Finding the Goldilocks Zone for Fish at Oil Platforms

August 30, 2021 • by Staff Writer

If you are an angler looking for the best place to fish in the Gulf of Mexico, the oil platforms offshore of Louisiana's Atchafalaya River are your best bet.

Near an oil rig underwater, fish swarm

Researchers used a submersible-rotating drop-camera to capture fish images, such as vermilion and red snapper, and identify fish distribution and abundance patterns. They conducted 114 surveys at 54 platforms throughout the Gulf of Mexico. Credit: Derek Bolser.


The most comprehensive study of fish assemblages near oil platforms, released today in the journal Fisheries, identified the area as a hotspot.

Just as reefs host large populations of fish important for fishing industries and local communities around the globe, so can man-made structures such as the oil platforms found in the Gulf. Researchers from The University of Texas Marine Science Institute and other institutions discovered the hotspot in a "Goldilocks zone" that's not too salty, not too murky, and has plenty of oxygen. It turns out that the water offshore from Louisiana's Atchafalaya River is "just right" resulting in the highest diversity, density, richness and biomass of fish at platforms.

In a new study authored by Derek Bolser published in Fisheries, a recent graduate of the University of Texas Marine Science Institute's marine science graduate program, scientists describe uncovering the hotspot offshore of the Atchafalaya River using multiple strategies, including drawing on water characteristics like salinity and dissolved oxygen to understand water masses affecting fish at the platforms.

The team of researchers used both sight and sound through vessels equipped with video and echo sounder instruments to capture where, and more importantly why, patterns in fish assemblages occur around oil platforms across the Gulf of Mexico. The massive data collection and insights gained from prior studies allowed Bolser and coauthors to determine that the Louisiana area's hotspot benefits from the biological productivity of freshwater inflow from the Atchafalaya River, meso-scale circulation patterns that bring in Caribbean fish larvae from the south and the relative stability of water conditions offshore.

The authors were able to come to this conclusion because their combination of video, acoustics and measurements of water conditions and platform characteristics created a large amount of data from 114 surveys at 54 platforms across the Gulf of Mexico. Optical data from videos revealed which species were found at platforms and their relative abundance, while acoustic data in this context is like what one would see on a "fish finder," except that Bolser and coauthors used it to estimate fish biomass, density and size.

In a previous study using just the video information, Bolser focused on how fish species were distributed amongst oil platform types considering different environmental variables. What Bolser and coauthors learned from that study led them to combine visual and acoustic data to examine fish assemblages around platforms in a more comprehensive fashion.

"It's much more powerful to combine both the visual and acoustic data. It allows us to see a bigger and more nuanced picture to figure out what factors have the most impact on many different aspects of fish assemblages," Bolser said.

The authors found that the platforms in this area are far enough from shore that they are likely to get the productivity benefits of freshwater without the sediment or hypoxia that can sometimes come with high river flows, like the dead zone offshore from the Mississippi River. The Atchafalaya hotspot is also an area that is likely to benefit from influxes of Caribbean born reef larvae brought by meso-scale circulation eddies from the Gulf of Mexico's Loop Current.

This study is the most comprehensive research done to date of fish assemblages near Gulf of Mexico oil platforms. It points to the importance of incorporating distance from shore, distance from fresh water inputs, and circulation patterns as the key points to determining where the fish are—for anglers, resource managers and agencies considering decommissioning platforms.

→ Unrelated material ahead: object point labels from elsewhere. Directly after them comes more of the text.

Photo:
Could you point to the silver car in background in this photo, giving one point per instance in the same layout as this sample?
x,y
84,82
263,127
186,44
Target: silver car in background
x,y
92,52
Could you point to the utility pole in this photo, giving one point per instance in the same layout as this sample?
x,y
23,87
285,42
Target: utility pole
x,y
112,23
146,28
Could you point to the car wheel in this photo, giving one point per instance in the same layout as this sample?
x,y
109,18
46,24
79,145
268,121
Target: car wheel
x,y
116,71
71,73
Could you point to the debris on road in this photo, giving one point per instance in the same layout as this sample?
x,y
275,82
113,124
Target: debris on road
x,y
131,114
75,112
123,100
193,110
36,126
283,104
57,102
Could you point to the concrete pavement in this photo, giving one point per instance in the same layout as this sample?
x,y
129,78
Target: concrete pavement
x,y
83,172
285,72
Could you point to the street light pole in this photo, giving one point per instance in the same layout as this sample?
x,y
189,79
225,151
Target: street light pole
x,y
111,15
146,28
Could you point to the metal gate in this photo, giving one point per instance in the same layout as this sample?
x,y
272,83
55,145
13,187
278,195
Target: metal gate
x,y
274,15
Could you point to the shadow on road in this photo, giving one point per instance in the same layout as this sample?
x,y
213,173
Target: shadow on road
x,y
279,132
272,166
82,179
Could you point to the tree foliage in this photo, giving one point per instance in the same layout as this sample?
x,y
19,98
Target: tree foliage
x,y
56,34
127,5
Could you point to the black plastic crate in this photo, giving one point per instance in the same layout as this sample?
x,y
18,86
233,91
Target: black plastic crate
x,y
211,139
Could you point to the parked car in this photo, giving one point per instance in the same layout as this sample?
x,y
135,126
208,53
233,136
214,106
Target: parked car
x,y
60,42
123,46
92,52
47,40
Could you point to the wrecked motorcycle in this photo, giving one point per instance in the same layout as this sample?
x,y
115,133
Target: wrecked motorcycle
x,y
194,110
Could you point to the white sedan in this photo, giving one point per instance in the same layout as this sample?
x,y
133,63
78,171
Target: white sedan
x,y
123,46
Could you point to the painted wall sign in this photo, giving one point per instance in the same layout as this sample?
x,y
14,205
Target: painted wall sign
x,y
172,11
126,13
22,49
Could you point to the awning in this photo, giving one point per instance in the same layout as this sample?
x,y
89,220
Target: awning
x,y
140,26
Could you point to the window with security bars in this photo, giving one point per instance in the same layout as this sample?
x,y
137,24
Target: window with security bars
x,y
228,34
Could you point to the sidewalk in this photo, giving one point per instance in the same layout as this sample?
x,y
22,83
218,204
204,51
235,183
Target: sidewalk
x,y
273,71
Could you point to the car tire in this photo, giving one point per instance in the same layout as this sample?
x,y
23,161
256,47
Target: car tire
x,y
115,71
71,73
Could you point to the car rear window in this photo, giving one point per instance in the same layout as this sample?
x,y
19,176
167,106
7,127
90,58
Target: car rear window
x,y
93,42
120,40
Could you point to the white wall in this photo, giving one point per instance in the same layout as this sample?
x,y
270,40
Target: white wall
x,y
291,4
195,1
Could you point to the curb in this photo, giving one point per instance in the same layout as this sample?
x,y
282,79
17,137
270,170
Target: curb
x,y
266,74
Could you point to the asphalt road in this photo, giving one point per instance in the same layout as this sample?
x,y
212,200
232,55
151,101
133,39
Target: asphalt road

Derek Bolser recently began a postdoctoral fellowship at Oregon State University and is joined in authorship with Jack Egerton with Echology Ltd (with the University of Texas Marine Science Institute when this study was conducted), Arnaud Grüss with the New Zealand National Institute of Water and Atmospheric Research and Brad Erisman, a former UTMSI faculty member now with the National Oceanic and Atmospheric Administration's National Marine Fisheries Service.

The study was supported by the U.S. Department of the Interior, Bureau of Ocean Energy Management, Environmental Studies Program and multiple fellowships awarded to Bolser from The University of Texas at Austin. They include the Donald D. Harrington Dissertation Fellowship, Jess Hay Chancellor's Fellowship, E.J. Lund Founders Fellowship for Graduate Students of Exceptional Merit, Eugene William (Bill) Swarzlose, III Graduate Student Endowment Scholarship, Allen Jacoby Memorial Scholarship, and Port Aransas Rod and Reel Club Scholarship.